Vol. 26 Issue 1 2023
  1. Nageswararao1 , C. Shoba Bindu2, P. Dileep Kumar Reddy3

1Department of CSE, JNTUA College of Engineering, Ananthapuramu, Andhra Pradesh, India,

2Department of CSE, JNTUA College of Engineering, Ananthapuramu, Andhra Pradesh, India,

3Department of CSE, Narsimha Reddy Engineering College (Autonomous), Secunderabad, Telangana, India,


Newspapers play a very crucial role in society because they inform people about current events and how they may impact their day-to-day lives. In cases of wellbeing emergencies, along with the recent COVID-19 outbreak, their significance becomes even more critical and indispensable.
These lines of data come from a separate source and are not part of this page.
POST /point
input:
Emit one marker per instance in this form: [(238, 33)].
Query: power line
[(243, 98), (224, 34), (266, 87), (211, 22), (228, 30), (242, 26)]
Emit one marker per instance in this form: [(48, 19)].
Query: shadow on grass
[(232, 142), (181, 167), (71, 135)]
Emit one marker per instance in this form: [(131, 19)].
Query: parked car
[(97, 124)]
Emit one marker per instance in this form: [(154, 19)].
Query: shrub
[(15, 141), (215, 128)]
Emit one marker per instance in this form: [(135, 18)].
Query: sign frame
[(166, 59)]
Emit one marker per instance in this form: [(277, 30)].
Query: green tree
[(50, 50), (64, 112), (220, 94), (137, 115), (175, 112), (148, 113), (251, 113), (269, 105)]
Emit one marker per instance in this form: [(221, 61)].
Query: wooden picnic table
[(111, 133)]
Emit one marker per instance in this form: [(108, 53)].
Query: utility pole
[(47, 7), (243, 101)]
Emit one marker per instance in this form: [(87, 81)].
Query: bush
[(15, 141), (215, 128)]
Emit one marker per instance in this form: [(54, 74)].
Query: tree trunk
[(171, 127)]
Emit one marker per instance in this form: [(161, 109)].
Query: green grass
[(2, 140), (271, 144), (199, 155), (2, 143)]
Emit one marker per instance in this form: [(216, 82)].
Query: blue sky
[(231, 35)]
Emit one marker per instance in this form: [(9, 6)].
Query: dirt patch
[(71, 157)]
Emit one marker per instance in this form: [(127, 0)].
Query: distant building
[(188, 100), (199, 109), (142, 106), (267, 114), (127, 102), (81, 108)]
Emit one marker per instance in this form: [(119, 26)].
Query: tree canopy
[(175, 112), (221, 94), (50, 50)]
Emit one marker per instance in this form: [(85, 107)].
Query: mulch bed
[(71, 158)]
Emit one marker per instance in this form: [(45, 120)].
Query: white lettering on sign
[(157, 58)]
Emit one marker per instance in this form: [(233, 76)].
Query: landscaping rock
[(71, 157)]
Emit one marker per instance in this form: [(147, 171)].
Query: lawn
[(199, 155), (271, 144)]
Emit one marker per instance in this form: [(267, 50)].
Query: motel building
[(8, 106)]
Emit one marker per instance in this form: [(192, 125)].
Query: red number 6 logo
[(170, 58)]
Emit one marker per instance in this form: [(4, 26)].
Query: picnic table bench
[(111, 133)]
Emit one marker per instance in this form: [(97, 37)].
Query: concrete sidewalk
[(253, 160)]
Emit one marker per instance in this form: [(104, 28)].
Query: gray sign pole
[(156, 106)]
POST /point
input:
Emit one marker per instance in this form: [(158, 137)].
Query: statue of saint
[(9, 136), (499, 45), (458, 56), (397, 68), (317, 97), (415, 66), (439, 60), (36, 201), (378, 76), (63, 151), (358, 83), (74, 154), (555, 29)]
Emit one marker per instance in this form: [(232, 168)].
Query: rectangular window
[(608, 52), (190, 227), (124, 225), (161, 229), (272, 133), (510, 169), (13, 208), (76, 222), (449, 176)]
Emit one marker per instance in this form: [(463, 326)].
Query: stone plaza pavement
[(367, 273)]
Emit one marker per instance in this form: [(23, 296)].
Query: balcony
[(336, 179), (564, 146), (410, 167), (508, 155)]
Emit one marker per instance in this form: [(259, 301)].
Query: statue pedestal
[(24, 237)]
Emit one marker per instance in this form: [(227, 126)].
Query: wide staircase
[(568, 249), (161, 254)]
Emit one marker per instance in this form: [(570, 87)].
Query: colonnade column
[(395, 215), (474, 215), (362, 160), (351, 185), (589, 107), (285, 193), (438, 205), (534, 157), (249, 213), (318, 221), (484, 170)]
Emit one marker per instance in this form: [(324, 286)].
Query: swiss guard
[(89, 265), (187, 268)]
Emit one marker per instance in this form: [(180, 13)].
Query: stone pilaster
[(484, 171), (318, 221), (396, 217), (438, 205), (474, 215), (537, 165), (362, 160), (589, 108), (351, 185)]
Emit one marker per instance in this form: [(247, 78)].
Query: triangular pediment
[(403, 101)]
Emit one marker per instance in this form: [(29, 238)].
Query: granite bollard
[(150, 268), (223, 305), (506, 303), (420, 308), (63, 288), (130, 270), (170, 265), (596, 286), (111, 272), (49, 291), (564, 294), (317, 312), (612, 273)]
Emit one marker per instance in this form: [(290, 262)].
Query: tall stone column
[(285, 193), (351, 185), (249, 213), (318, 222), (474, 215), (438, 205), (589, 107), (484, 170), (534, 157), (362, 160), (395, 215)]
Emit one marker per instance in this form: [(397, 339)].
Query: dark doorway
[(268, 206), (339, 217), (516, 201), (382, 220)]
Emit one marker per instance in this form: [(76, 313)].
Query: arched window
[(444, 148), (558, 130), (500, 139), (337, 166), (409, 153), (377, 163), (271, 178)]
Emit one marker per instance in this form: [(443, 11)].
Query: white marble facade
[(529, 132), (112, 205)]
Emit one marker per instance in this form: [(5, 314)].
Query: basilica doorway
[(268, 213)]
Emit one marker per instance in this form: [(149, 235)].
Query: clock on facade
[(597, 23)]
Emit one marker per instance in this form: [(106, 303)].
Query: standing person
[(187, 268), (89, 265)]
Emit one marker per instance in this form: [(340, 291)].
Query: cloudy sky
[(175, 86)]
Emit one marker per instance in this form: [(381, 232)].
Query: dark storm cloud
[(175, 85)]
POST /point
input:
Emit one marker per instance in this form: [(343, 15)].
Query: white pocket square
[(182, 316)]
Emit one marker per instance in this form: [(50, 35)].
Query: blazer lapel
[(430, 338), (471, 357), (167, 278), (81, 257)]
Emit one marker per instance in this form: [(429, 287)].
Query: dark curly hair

Since the beginning of the pandemic, newspapers have been a valuable source of information for the general public on a wide range of topics, including the identification of a novel coronavirus strain, restrictions and other lockdown, governmental regulations and details on the development of a coronavirus vaccine. In this case, analysing newly emerging and extensively reported topics, themes, and concerns, as well as the accompanying sentiments from different nations, can aid in our understanding of the COVID-19 pandemic. In our paper, we investigated greater than 100,000 COVID-19 news headlines and articles utilising BERTopic, Top2Vec (topic modelling), and XLNet (sentiment analysis and classification). Our topic modelling findings showed that the most prevalent and widely covered topics in the India, Japan, South Korea and UK were education, sports, Vaccination, and economy. Additionally, our sentiment classification model achieved 92% validation accuracy, 96% testing accuracy, 97% F1-Score and the study revealed that the UK, the nation with the worst affects in our dataset, also has the largest prevalence of negative sentiment.

INDEX TERMS: Natural Language Processing, Machine Learning, Topic Modeling, Topic Labeling, BERTopic, Top2Vec, XLNET, Sentiment Analysis, Newspaper, COVID-19.